Mathematical Theory

This section explains the mathematical foundations of rank-preserving calibration.

Problem Formulation

Given a probability matrix \(P \in \mathbb{R}^{N \times J}\) where each row represents a probability distribution over \(J\) classes for \(N\) samples, we want to find a calibrated matrix \(Q\) that satisfies:

  1. Row constraints: Each row is a valid probability distribution

    \[\sum_{j=1}^J Q_{ij} = 1, \quad Q_{ij} \geq 0 \quad \forall i,j\]
  2. Column constraints: Column sums match target marginals

    \[\sum_{i=1}^N Q_{ij} = M_j \quad \forall j\]
  3. Isotonic constraints: Within each column, values are non-decreasing when sorted by original scores

    \[Q_{i_1,j} \leq Q_{i_2,j} \text{ if } P_{i_1,j} \leq P_{i_2,j}\]

The optimization problem is:

\[\min_Q \|Q - P\|_F^2 \text{ subject to row, column, and isotonic constraints}\]

Algorithmic Approaches

Dykstra’s Alternating Projections

Dykstra’s method alternates between projecting onto different constraint sets while maintaining memory terms to ensure convergence to the intersection.

Algorithm:

  1. Initialize \(Q^{(0)} = P\), \(U^{(0)} = 0\), \(V^{(0)} = 0\)
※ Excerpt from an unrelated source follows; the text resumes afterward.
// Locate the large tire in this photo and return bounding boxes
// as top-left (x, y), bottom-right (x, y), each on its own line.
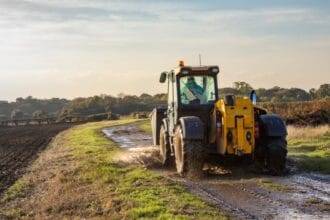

  2. For \(k = 0, 1, 2, \ldots\):

    a. Row projection: Project each row onto the probability simplex

    \[\tilde{Q}^{(k+1)} = \text{proj}_{\text{simplex}}(Q^{(k)} - U^{(k)})\]

    Update memory: \(U^{(k+1)} = \tilde{Q}^{(k+1)} - (Q^{(k)} - U^{(k)})\)

    b. Column projection: Project each column to satisfy isotonic and sum constraints

    \[Q^{(k+1)} = \text{proj}_{\text{isotonic}}(\tilde{Q}^{(k+1)} - V^{(k)})\]

    Update memory: \(V^{(k+1)} = Q^{(k+1)} - (\tilde{Q}^{(k+1)} - V^{(k)})\)

  3. Check convergence: \(\|Q^{(k+1)} - Q^{(k)}\|_F < \text{tol}\)

Simplex Projection:

For a vector \(x \in \mathbb{R}^J\), the projection onto the probability simplex is:

\[\text{proj}_{\text{simplex}}(x) = \max(0, x - \lambda \mathbf{1})\]

where \(\lambda\) is chosen so that \(\sum_j \max(0, x_j - \lambda) = 1\).

Isotonic Projection:

Uses the Pool Adjacent Violators (PAV) algorithm to find the isotonic regression that minimizes squared distance while satisfying the sum constraint.

ADMM Optimization

The Alternating Direction Method of Multipliers (ADMM) formulates the problem with auxiliary variables and Lagrange multipliers.

Augmented Lagrangian:

\[L_\rho(Q, Z, \Lambda) = \frac{1}{2}\|Q - P\|_F^2 + \Lambda^T(AQ - b) + \frac{\rho}{2}\|AQ - b\|_2^2\]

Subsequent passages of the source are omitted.